Why is it that most of us spend more time dwelling on poor feedback, our mistakes, or someone’s unkind words than we do on the positive?

Well, negative events have a far greater effect on our gray matter than positive ones. Psychologists refer to this as the negativity bias. Leading brain researcher Rick Hanson says the brain is like Velcro for negative experiences, but like Teflon for positives ones. (read more here.)

Evolutionarily, our negativity bias helped our species survive. Our early ancestors had to make critical decisions several times a day: approach a reward or avoid a risk. Our brains are wired for caution: to zero in on bad news, to downplay good news, and to walk around with a bit of anxiety running through us so that we stay alert.

That anxiety originates in the amygdala, two small, almond-shaped regions on either side of your head that act as the alarm centre of your brain. The amygdala is responsible for the fight-or-flight stress response that causes you to respond to threats, and once it fires up, negative events “go Velcro.” As a result, we tend to over-learn from negative experiences and use them as evidence to cement the stories we tell ourselves that hurt our relationships, limit our ambitions, justify our excuses, and suck the happiness from our lives.

To counterbalance this natural human tendency in yourself, try these strategies:

First, when you receive positive, affirming messages, hold them in awareness for twelve to twenty seconds, to transfer them from short-term to long-term memory.

Then, as you get to know the workings of your inner critic, prioritize positive messaging.

Third, be kinder and gentler with yourself.

And finally, practice the 4 Rs for Shifting Beliefs:

Our thoughts are powerful and they’re not always right. If your inner critic is feeding you too much inaccurate information—about what you deserve, what you’re capable of, or what other people think—there is a simple process that can help you manage that negative voice. It’s called the 4 Rs for shifting belief, and it looks like this:

1. Recognize – Recognize when your thoughts become unproductive. When you hear your inner dialogue shift toward negativity or self-defeating messaging, stop yourself. Notice without judgment what circumstance triggered your inner critic. Simply use your awareness as a learning moment.

2. Remind- Remind yourself of your past wins, current successes, and enduring capability. When negativity takes over, you might overlook the positive stuff going on in your life, as if it has all been covered over with gray paint. But it’s there, and usually in greater abundance than you even know—you just have to look harder to see it.

3. Reframe – Reframe negative messaging into what’s possible. When you allow yourself to be curious, to brainstorm ways around your barriers, you’re more likely to stick with a problem long enough to reach a favorable outcome. A simple way to do this is with “how might I” questions that help you think openly and creatively.

4. Repeat, Repeat, Repeat. Repetition is vital, because initially those attempts at positive self-talk will feel uncomfortable and even phony. But persevere. And, developing a couple of positivity mantras to repeat throughout the day can help.

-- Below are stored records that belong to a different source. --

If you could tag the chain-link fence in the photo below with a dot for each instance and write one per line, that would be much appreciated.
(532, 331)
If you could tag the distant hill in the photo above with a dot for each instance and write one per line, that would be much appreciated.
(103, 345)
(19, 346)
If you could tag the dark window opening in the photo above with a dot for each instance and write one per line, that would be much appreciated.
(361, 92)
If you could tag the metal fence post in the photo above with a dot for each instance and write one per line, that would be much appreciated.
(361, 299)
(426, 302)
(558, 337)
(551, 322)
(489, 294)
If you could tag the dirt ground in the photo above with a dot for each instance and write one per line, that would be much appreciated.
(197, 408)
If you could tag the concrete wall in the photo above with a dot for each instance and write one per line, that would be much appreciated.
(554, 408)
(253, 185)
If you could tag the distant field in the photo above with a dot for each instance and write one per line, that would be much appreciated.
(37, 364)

I share more strategies for each of the 4 Rs in my new book The Success-Energy Equation, so, if you need to improve that negative self talk threatening to sabotage your happiness and success make sure you order your copy today .

Until next time. I’m Michelle Cederberg, reminding you we’ve got one chance to do this life. I say Dare To Live It Big and dare to shift your thoughts and beliefs for greater optimism and positivity.

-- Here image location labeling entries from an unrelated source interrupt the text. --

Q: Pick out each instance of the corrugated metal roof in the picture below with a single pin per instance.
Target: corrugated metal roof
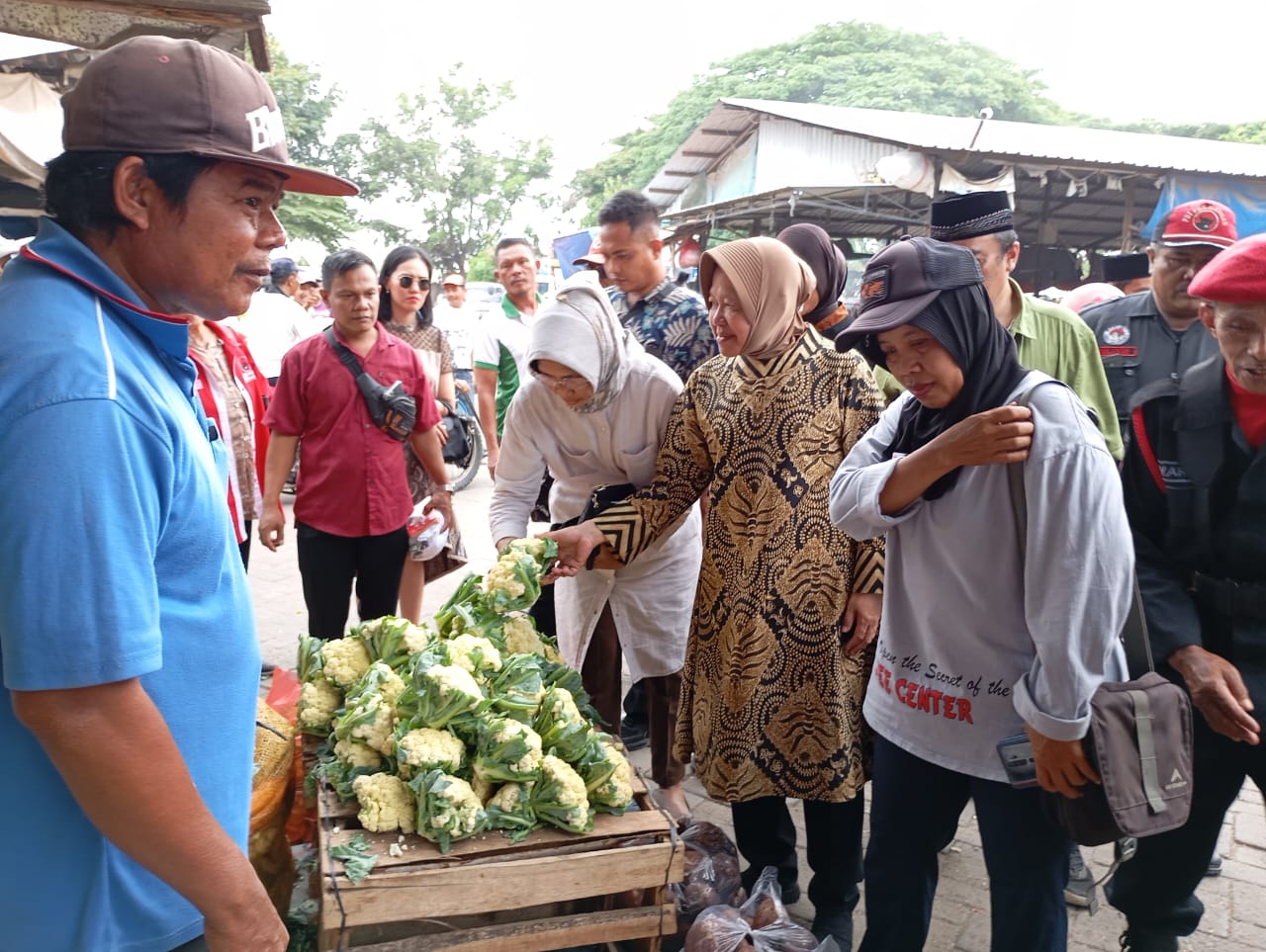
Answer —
(995, 140)
(228, 24)
(1062, 143)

P.S. this post is an excerpt from my latest book The Success-Energy Equation. Read below to find out how to get your copy and take advantage of more information like this that will decrease stress and drive success.

Resources Galore!

♥ Does your workplace need a good dose of re-energizing this summer or fall? Ask me about my half and full day Success-Energy Reset sessions (or any of my other topics) to help you regain focus and recharge your health and productivity in this new world of work. Contact me to chat.

♥ Buy my new book via my website and I’ll send you a signed copy!

♥ Don’t forget to sign up for my 6 Day Work-Life Reset. This is the perfect time to do it, and it’s free, so click the link, and get going!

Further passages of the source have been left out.